А людей все выдергивали и выдергивали, и поначалу еще можно было нащупать если не логику, то какую-то свою сумасшедшую систему: брали троцкистов; повторников; вернувшихся из-за границы; отказчиков от работ (то есть тех, кого местный фельдшер — начальник санчасти — счел симулянтами), — но потом начали таскать и бытовиков, и колхозников, и работяг, а под конец дошла очередь до самых истовых лагерных псов: нарядчиков, старост, бригадиров — и ох как они выли, как ругались, божились, размазывая слезы кулаками по лицу, когда их выводили за ворота. Взяли даже одного старого врача, латыша Диле, — мрачного негодяя, известного любовью к латинским цитатам, угодливостью и безжалостностью. Видимо, какие-то люди с маслом в голове уже поняли, что к чему, и успешно подключились к кампании.

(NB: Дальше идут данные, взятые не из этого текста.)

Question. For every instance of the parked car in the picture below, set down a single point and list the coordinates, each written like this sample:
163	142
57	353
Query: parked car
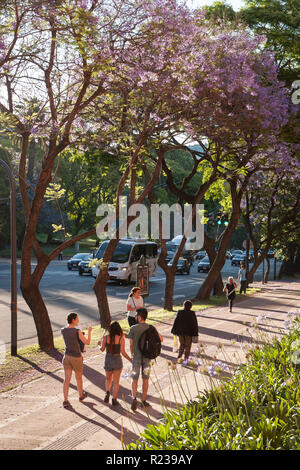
204	265
200	255
84	268
183	266
169	256
236	253
75	260
238	260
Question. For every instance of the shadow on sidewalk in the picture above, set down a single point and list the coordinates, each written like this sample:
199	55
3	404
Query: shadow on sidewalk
129	435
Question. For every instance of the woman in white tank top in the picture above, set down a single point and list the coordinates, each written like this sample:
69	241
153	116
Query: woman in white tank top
134	301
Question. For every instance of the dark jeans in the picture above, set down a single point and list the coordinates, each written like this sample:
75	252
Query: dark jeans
131	321
185	346
243	287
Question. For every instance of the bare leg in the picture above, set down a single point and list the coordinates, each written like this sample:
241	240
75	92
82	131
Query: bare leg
116	377
68	375
78	376
108	382
134	388
145	389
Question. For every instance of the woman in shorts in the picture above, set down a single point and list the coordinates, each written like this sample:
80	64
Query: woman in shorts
73	360
230	291
114	345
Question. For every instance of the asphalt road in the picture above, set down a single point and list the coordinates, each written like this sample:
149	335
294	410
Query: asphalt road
65	291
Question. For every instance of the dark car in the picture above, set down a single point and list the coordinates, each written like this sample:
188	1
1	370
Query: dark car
183	266
74	262
238	260
83	266
200	255
204	265
170	254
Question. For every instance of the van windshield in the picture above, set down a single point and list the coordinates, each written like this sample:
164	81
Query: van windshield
120	255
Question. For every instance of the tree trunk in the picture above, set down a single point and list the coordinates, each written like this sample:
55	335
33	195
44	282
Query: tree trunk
214	272
34	300
169	291
267	271
100	285
209	246
100	292
256	264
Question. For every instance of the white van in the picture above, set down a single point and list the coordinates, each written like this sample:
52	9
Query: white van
125	258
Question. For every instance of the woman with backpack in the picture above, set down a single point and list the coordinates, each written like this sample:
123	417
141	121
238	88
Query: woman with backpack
185	326
134	301
230	291
114	344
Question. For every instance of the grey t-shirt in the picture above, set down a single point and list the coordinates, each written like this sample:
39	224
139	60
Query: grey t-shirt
71	341
135	333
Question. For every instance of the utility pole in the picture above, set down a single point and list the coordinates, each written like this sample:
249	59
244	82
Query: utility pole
13	258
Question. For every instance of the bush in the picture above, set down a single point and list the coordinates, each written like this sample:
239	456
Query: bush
257	409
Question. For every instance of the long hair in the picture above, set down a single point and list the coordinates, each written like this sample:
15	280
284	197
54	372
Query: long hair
133	291
114	330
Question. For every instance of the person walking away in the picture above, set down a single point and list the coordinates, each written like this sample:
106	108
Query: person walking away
134	301
139	362
73	360
114	344
242	277
230	291
185	326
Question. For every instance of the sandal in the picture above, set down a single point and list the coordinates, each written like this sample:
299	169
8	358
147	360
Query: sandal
84	395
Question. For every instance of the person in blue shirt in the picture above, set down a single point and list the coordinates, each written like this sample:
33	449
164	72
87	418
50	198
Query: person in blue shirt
242	279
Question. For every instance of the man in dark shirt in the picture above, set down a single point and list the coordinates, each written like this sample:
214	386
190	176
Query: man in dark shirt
138	361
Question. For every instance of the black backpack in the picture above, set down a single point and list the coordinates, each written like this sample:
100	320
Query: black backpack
149	343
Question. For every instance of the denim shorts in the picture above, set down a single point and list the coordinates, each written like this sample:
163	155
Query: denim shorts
137	365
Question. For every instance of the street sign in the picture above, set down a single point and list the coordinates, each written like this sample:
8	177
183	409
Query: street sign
142	276
245	244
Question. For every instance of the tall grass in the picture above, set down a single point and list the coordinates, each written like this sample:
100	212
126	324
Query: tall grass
258	408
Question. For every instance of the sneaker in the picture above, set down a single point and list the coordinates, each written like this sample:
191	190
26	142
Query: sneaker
84	395
144	404
134	404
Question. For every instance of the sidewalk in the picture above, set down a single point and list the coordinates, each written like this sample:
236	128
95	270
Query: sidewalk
32	416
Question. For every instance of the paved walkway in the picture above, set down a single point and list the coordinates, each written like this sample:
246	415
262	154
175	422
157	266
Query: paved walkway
32	416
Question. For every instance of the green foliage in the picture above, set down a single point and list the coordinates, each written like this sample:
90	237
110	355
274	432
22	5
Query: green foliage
279	21
258	409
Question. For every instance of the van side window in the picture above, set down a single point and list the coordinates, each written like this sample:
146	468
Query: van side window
137	252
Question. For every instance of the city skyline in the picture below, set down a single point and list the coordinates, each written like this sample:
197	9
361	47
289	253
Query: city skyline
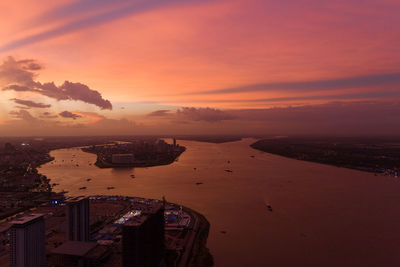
199	67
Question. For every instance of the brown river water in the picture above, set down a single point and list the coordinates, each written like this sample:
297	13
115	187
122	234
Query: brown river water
322	215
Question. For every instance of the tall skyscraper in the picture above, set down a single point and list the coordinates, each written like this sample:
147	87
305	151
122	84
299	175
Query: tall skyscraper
78	219
143	239
27	241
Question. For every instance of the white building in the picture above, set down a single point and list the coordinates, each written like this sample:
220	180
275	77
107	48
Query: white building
78	219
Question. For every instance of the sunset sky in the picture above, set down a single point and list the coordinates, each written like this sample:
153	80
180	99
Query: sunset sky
199	67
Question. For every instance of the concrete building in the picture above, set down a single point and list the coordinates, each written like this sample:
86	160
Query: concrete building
77	210
143	239
122	158
27	241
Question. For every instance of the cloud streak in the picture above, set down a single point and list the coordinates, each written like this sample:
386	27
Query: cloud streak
134	7
30	104
202	114
19	76
342	83
69	115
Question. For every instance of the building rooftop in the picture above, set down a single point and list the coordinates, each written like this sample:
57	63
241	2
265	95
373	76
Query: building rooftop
76	199
26	219
145	213
75	248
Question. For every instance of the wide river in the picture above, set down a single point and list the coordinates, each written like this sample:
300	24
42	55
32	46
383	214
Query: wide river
322	215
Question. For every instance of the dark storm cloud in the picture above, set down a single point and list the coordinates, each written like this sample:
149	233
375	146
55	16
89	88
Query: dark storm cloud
106	11
342	83
20	76
70	115
29	103
203	114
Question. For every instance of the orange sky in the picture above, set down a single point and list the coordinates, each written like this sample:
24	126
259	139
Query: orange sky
230	56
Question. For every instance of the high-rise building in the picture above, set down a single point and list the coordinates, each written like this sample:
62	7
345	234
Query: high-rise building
78	219
143	239
27	241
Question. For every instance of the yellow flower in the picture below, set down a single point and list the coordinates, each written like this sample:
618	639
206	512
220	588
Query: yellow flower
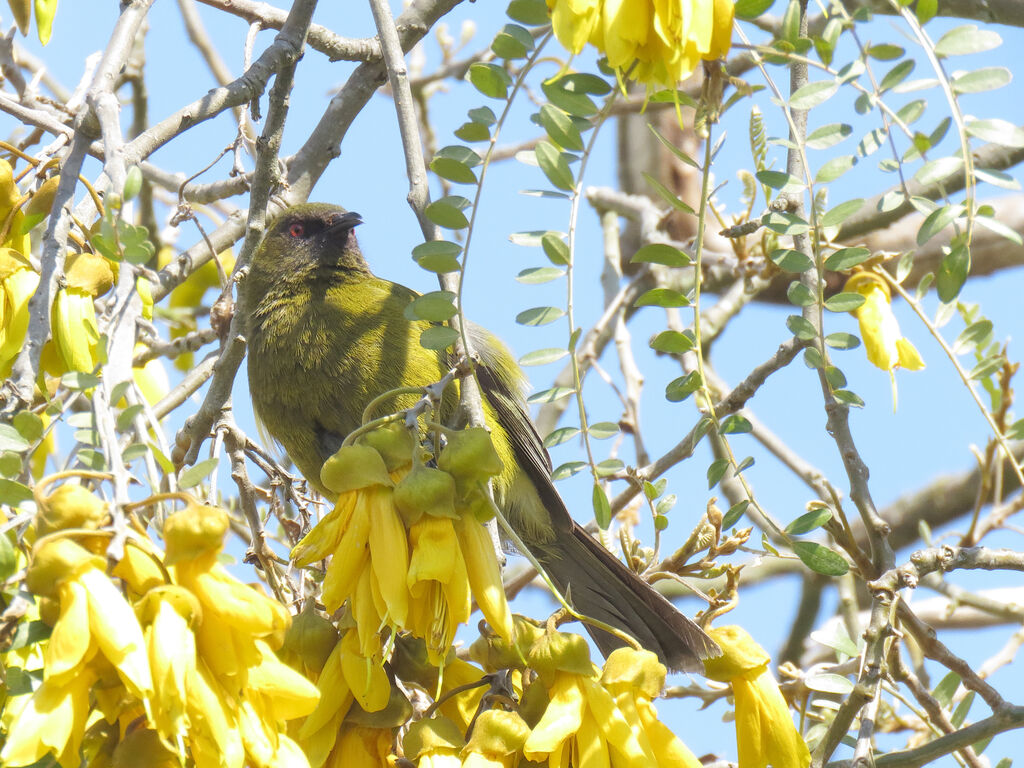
73	314
886	347
651	41
497	740
434	742
94	616
765	733
582	724
635	678
403	553
359	747
171	611
17	282
52	722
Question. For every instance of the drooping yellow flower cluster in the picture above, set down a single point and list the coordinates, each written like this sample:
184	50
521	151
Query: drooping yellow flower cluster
182	658
765	734
75	344
656	42
884	343
408	551
569	713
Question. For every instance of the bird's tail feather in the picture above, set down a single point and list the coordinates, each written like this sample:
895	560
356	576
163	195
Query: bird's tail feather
600	587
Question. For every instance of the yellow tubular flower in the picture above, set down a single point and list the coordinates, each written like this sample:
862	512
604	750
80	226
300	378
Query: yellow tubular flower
498	738
438	584
765	733
92	610
656	42
52	722
484	574
885	345
635	678
17	283
359	747
582	723
171	611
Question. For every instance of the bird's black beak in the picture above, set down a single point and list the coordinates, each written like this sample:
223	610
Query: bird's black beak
344	222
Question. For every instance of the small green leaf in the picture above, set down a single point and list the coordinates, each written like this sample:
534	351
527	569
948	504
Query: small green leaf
997	131
567	470
437	338
835	168
13	493
664	297
555	165
555	249
967	39
12	439
448	212
819	558
543	356
812	94
976	335
943	692
437	256
716	471
847	258
673	342
809	521
799	294
848	398
828	135
735	512
896	75
979	81
660	253
196	474
791	261
560	435
844	302
735	424
842	341
489	79
839	214
801	328
529	12
602	510
512	42
540	315
752	8
560	127
952	273
435	306
538	274
602	430
550	395
565	94
784	223
667	195
681	388
608	467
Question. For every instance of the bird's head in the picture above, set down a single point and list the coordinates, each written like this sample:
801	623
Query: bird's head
310	238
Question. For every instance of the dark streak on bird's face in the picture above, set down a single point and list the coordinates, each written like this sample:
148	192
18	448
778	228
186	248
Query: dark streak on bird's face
314	238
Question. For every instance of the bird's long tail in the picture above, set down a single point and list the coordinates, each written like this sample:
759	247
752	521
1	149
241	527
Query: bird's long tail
599	586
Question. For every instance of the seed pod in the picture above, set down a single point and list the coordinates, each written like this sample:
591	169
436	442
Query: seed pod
193	531
71	506
425	491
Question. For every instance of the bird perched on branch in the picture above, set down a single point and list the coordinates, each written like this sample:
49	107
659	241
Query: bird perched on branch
326	337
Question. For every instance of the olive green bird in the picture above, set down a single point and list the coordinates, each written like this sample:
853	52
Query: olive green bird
326	337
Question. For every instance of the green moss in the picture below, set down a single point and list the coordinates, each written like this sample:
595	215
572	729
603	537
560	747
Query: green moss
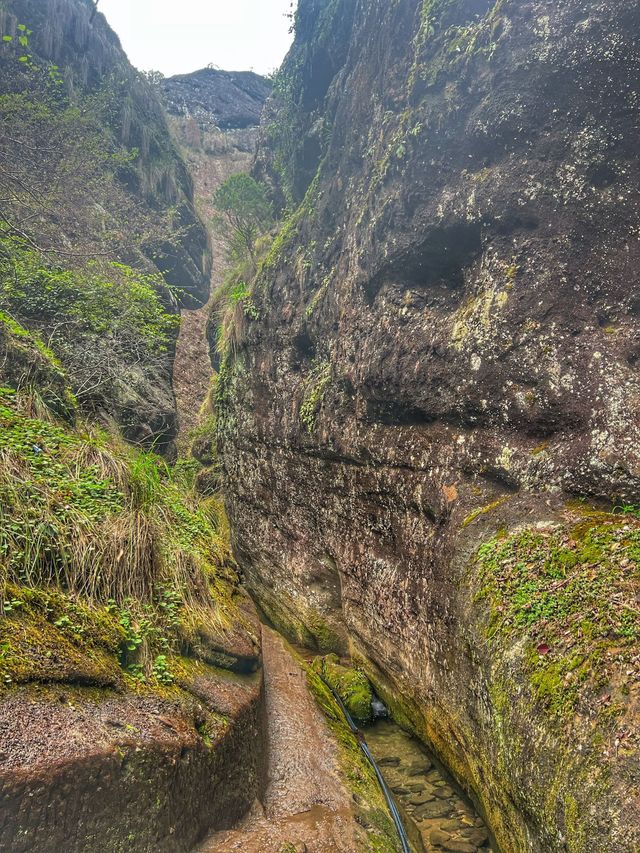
568	594
317	383
351	685
48	636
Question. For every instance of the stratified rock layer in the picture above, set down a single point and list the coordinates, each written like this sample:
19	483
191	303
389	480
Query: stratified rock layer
446	358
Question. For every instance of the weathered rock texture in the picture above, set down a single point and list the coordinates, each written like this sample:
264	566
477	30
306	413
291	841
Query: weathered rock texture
85	772
214	116
447	350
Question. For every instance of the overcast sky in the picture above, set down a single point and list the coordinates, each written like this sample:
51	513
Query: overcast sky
178	36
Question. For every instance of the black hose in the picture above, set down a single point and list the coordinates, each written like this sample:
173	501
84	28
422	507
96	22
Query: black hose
395	814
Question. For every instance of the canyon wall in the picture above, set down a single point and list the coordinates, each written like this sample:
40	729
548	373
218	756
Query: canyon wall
435	409
91	181
214	117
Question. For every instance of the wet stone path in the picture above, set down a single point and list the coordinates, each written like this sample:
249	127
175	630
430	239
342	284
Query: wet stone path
445	820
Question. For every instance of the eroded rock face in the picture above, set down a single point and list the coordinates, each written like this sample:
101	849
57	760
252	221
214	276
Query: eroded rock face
228	100
446	356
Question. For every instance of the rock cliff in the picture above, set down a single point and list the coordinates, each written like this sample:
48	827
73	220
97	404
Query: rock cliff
435	408
92	179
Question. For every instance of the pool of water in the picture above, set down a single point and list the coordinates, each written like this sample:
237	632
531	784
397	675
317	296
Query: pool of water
443	819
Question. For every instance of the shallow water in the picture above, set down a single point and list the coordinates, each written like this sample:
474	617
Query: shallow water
445	820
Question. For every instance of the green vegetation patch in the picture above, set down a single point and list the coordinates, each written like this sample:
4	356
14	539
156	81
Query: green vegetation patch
351	685
371	809
118	535
47	636
317	383
572	596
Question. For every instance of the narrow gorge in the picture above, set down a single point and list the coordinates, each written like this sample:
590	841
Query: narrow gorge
319	435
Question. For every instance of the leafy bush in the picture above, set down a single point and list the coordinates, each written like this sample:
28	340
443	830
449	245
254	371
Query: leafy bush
245	214
99	519
96	320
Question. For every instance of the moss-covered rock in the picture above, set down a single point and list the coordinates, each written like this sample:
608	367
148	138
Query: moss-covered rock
351	685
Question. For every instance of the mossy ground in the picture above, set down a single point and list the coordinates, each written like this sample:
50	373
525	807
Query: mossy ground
351	685
570	593
109	562
379	831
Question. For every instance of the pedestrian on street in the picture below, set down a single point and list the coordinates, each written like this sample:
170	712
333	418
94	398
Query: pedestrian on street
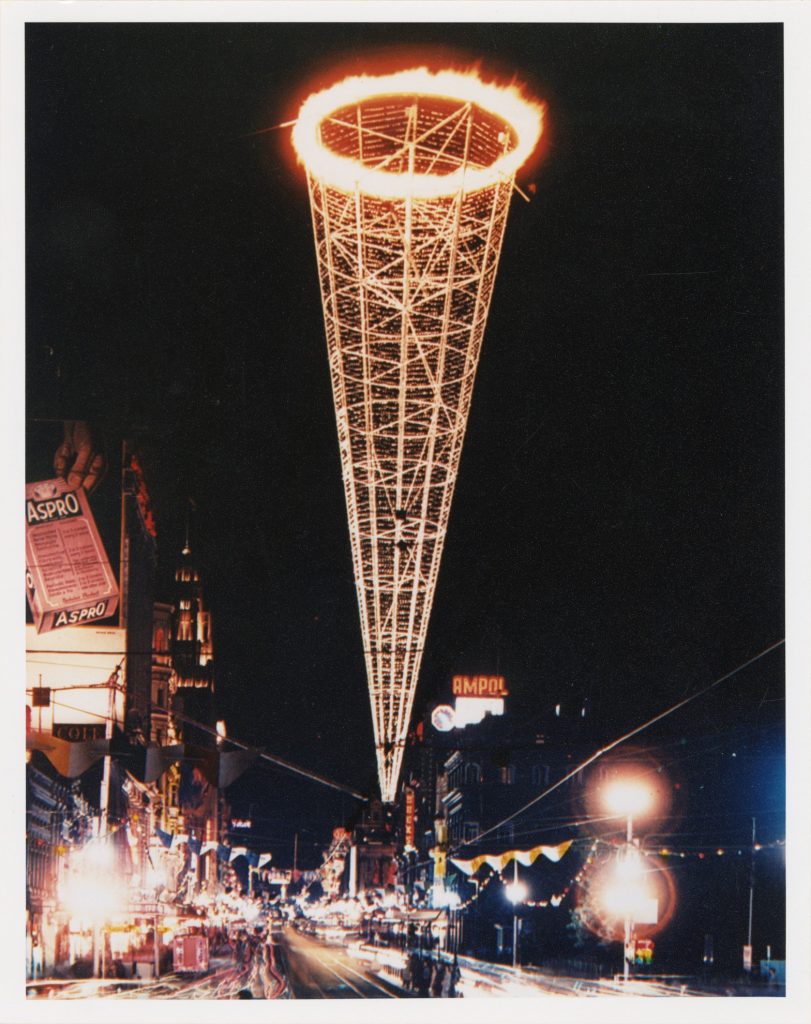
455	975
424	978
436	981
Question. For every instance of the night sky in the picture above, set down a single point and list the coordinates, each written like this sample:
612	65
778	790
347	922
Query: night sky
617	525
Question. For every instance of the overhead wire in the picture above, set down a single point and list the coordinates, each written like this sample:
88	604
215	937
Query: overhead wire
621	739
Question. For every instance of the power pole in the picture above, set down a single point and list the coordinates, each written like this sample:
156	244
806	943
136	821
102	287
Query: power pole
752	890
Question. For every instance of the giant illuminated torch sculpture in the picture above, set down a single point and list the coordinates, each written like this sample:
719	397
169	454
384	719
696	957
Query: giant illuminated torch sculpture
410	177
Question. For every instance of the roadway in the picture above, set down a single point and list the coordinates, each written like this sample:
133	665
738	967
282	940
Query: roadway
317	971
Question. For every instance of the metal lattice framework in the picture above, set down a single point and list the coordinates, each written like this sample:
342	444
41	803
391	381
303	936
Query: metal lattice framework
407	272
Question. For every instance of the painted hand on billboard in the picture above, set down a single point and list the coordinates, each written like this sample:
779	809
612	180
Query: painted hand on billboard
80	459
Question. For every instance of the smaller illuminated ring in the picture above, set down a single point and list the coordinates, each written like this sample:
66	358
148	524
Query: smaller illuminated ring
523	116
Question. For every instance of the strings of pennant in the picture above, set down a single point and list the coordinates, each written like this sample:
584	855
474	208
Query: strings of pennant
226	853
719	851
527	857
498	861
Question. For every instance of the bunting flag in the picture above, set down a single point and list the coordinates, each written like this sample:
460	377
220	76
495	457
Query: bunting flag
69	759
499	861
165	838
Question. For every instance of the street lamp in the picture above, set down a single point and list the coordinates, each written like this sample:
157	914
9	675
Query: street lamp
628	797
516	893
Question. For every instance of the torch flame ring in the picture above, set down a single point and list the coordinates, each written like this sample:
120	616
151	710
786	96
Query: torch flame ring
522	119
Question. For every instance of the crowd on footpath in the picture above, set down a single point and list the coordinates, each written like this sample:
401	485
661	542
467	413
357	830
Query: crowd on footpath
432	978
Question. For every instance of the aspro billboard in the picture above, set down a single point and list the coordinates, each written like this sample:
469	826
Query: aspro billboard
69	580
75	664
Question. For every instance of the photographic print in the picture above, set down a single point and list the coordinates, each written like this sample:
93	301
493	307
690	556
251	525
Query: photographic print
404	507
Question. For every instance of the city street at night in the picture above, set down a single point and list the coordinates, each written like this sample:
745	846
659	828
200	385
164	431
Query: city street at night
404	440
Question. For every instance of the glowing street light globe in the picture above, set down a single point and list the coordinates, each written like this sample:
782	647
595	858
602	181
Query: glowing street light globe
516	892
628	797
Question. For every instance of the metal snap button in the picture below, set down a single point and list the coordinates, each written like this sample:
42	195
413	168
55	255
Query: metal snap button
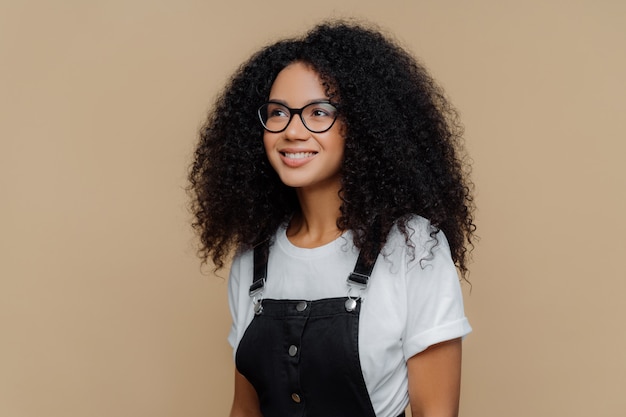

И вдруг все разом прекратилось. Сняли афиши, вернули последний этап. И эти вернувшиеся рассказали то, о чем смолчал Прокофьев. Расстреливали там утром около глинистого оврага, под звуки танго, то есть под шум двух заведенных тракторов, — это чтоб не слышно было криков (хотя кому они там помешали бы?). Приходили и вызывали по списку. Было ли очень страшно? Нет, очень страшно, пожалуй, не было. Кое-кто даже радовался: «Эх, дайте-ка доем последнюю пайку и пойду! И шли бы вы все к едрене фене! Я уже свое отмучился!» Забирали всегда после раздачи хлеба. Именно после, а не до. И может быть, в этом порядке (сначала хлеб, потом пуля) отразился слышанный кем-то рассказ о последнем завтраке осужденного.
Недели через две в лагерь пожаловала комиссия; они прошелестели — белые ангелы — по стационару, заглянули в бараки, побывали в столовой, проверили в кухне закладку в котел, спросили, часто ли меняют белье, хороша ли баня, и исчезли, как светлые видения. После этого уже громко заговорили, что красномордого сняли, разжаловали и расстреляли. То, что его сняли, это было бесспорно, а вот во все остальное верили мало. Но все равно слушать о конце негодяя было приятно, и все слушали.
Таково было первое несчастье, постигшее лагерь весной 1937 года.
Старик рассказывал о нем сухо, жестоко, четко, без всяких отклонений и объяснений. О втором несчастье он в этот день рассказать-таки не успел. Пробил отбой, а порядок в этом отношении был очень строг. За разговоры в ночное время сразу уводили в карцер.
— Так что же это все-таки было? — спросил на другое утро Зыбин. Его всю ночь мутило от этого рассказа, а тон старика так даже и раздражал. Что он, в самом деле, из себя строит? Кому нужна эта дурацкая бравада?
А старик был опять в хорошем и ясном настроении. По коридору уже двигались чайники, и он хлопотал за столом, готовя завтрак.